Thank you for the review. The variable speed system you have is called a "Reeves system". It's been my experience that these systems are hard on belts. Some machinery with a Reeves system use a special kevlar based belt that holds up much better. I suspect (not certain) that you just have a normal belt on your Jet.

When the belt starts to stretch, your slowest possible speed will go up. When you notice that, it's time to change the belt.

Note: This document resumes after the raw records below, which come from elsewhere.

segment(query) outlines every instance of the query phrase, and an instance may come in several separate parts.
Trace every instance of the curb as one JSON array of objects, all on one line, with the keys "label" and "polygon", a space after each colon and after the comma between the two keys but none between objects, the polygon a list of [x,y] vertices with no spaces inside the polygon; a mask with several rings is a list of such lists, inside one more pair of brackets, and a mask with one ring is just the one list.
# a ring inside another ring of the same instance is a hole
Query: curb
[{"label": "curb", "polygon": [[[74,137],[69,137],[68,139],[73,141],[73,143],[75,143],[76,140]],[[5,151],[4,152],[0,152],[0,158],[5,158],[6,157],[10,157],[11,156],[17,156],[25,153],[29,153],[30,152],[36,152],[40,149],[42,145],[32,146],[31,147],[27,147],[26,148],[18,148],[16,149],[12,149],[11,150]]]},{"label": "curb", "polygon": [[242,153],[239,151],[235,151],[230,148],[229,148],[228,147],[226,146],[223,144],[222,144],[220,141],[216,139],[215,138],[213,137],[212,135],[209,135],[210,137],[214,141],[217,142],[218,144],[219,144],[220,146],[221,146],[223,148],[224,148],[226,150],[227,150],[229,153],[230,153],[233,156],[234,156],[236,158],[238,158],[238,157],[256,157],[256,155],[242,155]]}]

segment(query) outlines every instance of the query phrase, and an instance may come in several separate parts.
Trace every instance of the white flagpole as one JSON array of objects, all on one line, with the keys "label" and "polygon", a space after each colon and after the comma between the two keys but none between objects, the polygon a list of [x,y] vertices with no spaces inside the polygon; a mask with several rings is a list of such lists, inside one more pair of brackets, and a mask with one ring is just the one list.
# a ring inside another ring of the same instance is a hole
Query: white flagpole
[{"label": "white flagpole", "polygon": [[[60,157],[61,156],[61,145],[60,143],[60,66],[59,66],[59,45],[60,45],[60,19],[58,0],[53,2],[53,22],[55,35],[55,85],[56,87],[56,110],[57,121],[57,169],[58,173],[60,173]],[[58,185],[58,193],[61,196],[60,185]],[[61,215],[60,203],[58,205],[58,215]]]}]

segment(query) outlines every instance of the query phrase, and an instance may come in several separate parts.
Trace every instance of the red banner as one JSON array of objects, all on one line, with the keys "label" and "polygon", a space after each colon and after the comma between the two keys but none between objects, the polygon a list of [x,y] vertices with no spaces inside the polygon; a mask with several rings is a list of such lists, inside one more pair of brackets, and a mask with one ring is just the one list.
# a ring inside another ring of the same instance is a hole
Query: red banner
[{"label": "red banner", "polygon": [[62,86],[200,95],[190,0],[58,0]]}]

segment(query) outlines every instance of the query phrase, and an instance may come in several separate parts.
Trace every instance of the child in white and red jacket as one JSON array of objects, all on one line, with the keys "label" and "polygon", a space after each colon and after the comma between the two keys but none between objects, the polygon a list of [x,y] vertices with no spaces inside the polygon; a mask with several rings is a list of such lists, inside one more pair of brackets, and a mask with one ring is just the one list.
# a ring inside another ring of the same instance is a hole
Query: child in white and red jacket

I would be interested in hearing how this belt holds up over the first year. On my lathe with the Reeves system I had to replace the belt within 3 months. Of course, you tend to run your lathe for more hours of operation than a drill press.


----------



## SuperDave

Thanks for the review. I have this drill press and so far it has done everything Ive asked of it.


----------



## AjayO

Rich, thanks for the tip on belt. I agree the original Jet belt is flimsy and was the one of the first thing I thought of replacing.


----------



## richgreer

Note - Your original belt is probably metric. You may not be able to easily find an exact replacement. Don't worry. Switch to Imperial measurements and get the belt that is just a little bigger than the original. With the Reeves system, too big is better than too small.


----------



## KentS

Thanks for the review. I've been wondering about that drill press.


----------



## bdjohns1

Just as a note, I picked up a MasterForce benchtop drill press at my local Menards for $179 which appears to be a dead-on copy of the Jet. I looked at one at my local Woodcraft, and they're spot-on aside from the color scheme. Between this and my Harbor Freight lathe which is basically Jet's 12×36 with cheaper legs, I appear to be assembling a shop full of clones.


----------